Is the procedure ultimately necessary? It has no therapeutic benefit—a doctor can’t cure a man’s prostate cancer by removing cancerous lymph nodes; once the cancer spreads to the lymph nodes, it always spreads to other sites, like bone, as well. Perhaps the most useful benefit of this procedure is that it can rule out surgery for a man who doesn’t need it—but so can careful staging.

Also, finding that the lymph nodes are cancer-free still does not mean a man’s cancer is curable. Say, for example, a man has a large, palpable cancer that invades the muscles in the pelvic side wall (stage T3 or C), a Gleason score of 8, and a PSA level of 30. Sadly, there is no reason for this man to go ahead with a lymph node dissection; his disease is already extensive, and treatment for him should be aimed at relieving symptoms and pain. To put this man through the rigors of a procedure that ultimately won’t help him is neither helpful nor kind.

And finally, when surgical candidates are carefully evaluated, only about 5 percent wind up having positive lymph nodes—so a separate procedure just to determine the state of the lymph nodes is probably unnecessary in most men. Even this number may decrease as doctors begin computing the results of the digital rectal exam, PSA and the Gleason score. Methods for determining the scope of prostate cancer are constantly being refined.

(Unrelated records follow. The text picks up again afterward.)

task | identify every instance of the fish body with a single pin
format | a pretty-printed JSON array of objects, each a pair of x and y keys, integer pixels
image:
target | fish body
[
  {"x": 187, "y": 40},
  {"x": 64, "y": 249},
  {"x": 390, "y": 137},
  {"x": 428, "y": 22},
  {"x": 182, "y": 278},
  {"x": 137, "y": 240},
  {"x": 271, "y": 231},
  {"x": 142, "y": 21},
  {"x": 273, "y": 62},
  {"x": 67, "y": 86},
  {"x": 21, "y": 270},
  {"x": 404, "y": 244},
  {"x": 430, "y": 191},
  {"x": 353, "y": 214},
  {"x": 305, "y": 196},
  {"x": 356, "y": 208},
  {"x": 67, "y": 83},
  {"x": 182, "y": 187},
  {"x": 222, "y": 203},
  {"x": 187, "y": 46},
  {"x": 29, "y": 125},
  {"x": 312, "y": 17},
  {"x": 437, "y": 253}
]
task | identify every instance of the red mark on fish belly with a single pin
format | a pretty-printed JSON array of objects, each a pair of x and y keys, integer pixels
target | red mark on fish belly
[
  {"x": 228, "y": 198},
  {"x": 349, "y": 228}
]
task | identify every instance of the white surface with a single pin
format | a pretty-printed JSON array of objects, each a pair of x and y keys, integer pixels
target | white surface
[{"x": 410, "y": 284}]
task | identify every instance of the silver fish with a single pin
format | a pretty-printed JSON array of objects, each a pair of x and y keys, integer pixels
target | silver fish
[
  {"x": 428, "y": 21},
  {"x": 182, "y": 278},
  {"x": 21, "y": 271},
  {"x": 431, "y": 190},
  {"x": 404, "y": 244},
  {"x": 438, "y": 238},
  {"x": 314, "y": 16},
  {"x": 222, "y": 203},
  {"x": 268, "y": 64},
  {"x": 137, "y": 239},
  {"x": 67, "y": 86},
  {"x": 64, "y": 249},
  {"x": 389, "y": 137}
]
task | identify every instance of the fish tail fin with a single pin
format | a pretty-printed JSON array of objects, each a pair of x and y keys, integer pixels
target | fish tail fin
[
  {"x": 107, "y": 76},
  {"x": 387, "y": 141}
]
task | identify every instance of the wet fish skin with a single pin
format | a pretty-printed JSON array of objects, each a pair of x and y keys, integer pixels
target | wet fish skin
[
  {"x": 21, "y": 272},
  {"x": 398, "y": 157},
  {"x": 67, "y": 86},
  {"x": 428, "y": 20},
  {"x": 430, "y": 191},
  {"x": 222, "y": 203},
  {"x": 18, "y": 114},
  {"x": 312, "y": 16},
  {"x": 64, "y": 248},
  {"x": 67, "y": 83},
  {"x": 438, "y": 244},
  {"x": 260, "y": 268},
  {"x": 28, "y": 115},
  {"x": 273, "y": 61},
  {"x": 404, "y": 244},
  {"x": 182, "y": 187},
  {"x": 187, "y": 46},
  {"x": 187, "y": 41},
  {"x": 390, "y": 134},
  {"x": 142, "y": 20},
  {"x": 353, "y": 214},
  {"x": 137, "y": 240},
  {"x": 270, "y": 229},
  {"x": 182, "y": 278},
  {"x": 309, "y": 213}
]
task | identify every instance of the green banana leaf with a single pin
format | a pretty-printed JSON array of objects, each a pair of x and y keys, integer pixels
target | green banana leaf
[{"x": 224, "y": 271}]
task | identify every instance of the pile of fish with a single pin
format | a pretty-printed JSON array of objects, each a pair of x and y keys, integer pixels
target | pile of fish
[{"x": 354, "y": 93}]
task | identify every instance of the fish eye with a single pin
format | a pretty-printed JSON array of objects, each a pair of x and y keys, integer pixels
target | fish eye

However, the laparoscopic pelvic lymph node dissection can be useful in some instances—in a man who’s scheduled to undergo a radical perineal prostatectomy, for example, instead of a retropubic operation. (With the perineal approach, the lymph nodes aren’t dissected.) Also, sometimes this procedure provides more information than the frozen sections obtained during prostatectomy, and this may be helpful in determining the state of cancer in a man with a high Gleason score (8, 9 or 10).